J’ai mis deux ans et demi à écrire ce roman. Après ma thèse, c’est le livre qui m’a demandé le plus de temps. Généralement, ils me prennent un an. Là, il fallait inventer des personnages, des situations, des histoires… Pour la première version, j’ai travaillé huit mois d’affilée, le soir, le week-end et pendant mes vacances, car j’ai un travail par ailleurs. J’ai écrit environ 490 pages. C’était la matière première qu’il fallait remodeler, couper, etc. Ce que vous avez entre les mains, c’est la onzième version. J’ai la chance d’avoir une éditrice formidable, avec qui les échanges étaient faciles. J’ai réduit le texte, retravaillé les histoires. Je parle, par exemple, beaucoup de la guerre du Liban, mais il ne fallait pas que cela accapare toute la narration. Je pense que de nombreux romanciers font la même chose : ils écrivent beaucoup, retaillent un peu. Il y a des passages de mon livre que l’on peut assimiler à une analyse sociologique.


 


En effet, c’est par moments assez pédagogique…
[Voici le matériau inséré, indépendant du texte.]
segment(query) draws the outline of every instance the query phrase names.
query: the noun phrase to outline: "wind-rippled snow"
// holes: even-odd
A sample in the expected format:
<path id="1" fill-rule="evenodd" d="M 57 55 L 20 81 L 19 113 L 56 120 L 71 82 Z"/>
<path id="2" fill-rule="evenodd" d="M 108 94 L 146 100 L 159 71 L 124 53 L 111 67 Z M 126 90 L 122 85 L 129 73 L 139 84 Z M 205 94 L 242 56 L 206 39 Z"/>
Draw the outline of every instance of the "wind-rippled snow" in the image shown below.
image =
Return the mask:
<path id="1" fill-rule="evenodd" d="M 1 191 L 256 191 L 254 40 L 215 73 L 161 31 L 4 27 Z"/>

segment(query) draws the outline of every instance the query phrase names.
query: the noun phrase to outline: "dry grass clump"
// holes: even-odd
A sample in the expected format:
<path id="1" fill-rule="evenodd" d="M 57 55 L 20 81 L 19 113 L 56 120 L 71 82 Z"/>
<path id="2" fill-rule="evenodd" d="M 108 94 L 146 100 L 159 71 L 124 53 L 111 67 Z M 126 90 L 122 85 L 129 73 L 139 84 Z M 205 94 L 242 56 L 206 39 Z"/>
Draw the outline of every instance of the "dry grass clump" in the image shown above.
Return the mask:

J’explique aux lecteurs pourquoi Marie, Meriem, Myriam et Gabriel réagissent de cette façon. Pourquoi leurs réactions ­varient avec les attentats. Forcément, leur origine et leur histoire personnelle éclairent les lecteurs.


 


Les prénoms de vos trois personnages féminins représentent symboliquement les trois religions monothéistes. J’imagine que ce n’est pas un hasard…
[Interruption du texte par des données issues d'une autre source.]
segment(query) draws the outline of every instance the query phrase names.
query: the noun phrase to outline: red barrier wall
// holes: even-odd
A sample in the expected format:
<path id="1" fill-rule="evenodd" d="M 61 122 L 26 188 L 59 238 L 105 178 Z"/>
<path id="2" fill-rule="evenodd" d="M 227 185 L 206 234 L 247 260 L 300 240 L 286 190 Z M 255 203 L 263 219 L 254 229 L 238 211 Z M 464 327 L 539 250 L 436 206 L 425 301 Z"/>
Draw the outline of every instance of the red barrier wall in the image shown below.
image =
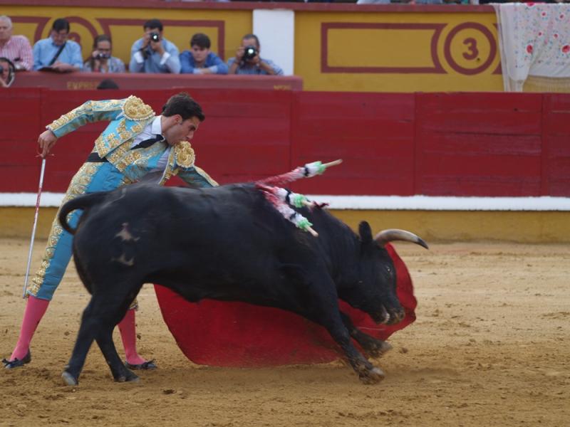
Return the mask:
<path id="1" fill-rule="evenodd" d="M 177 90 L 138 91 L 157 111 Z M 220 183 L 316 159 L 344 163 L 296 183 L 311 194 L 570 196 L 570 95 L 335 93 L 196 89 L 207 115 L 192 145 Z M 36 191 L 36 141 L 87 99 L 124 91 L 0 92 L 0 192 Z M 62 138 L 44 189 L 64 191 L 104 123 Z"/>

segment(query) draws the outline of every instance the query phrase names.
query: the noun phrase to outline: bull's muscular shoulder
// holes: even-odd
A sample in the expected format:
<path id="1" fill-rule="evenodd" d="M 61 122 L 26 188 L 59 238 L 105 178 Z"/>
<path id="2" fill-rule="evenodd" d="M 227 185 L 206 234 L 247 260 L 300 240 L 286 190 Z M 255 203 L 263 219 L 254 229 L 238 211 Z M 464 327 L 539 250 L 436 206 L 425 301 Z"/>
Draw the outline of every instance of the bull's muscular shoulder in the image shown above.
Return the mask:
<path id="1" fill-rule="evenodd" d="M 182 141 L 175 147 L 175 156 L 176 157 L 176 164 L 182 167 L 191 167 L 194 166 L 194 160 L 196 156 L 194 154 L 194 149 L 187 141 Z"/>
<path id="2" fill-rule="evenodd" d="M 147 120 L 155 115 L 155 112 L 150 105 L 147 105 L 139 97 L 130 95 L 123 105 L 123 112 L 125 117 L 131 120 L 140 122 Z"/>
Elles sont en effet croyantes : la première est chrétienne, la deuxième musulmane, la troisième juive. Gabriel, c’est plutôt un clin d’œil, puisque lui n’est pas croyant. Oui, il y a une symbolique autour des noms : on est au Moyen-Orient, on est dans le monde arabo-musulman. Le personnage masculin, Gabriel Djibril, porte lui aussi un nom chargé d’histoire. D’ailleurs, Djibril s’est imposé tout seul. C’est une grande famille palestinienne. Si vous allez au Liban ou en Palestine, vous rencontrerez forcément un Djibril à peu près toutes les deux heures…


 


Et Djibril est la traduction en arabe de Gabriel…


Oui, je me suis fait plaisir. Les lecteurs ne sont pas ­insensibles à ces ­petits clins d’œil. J’ai eu quelques retours amusés. Par exemple, Marie est née à Lorient. A l’oral, on peut entendre l’Orient. 


 



MARIE, MERIEM, MYRIAM d’Adil Jazouli, éd. La Boîte à Pandore, 328 p., 21 €.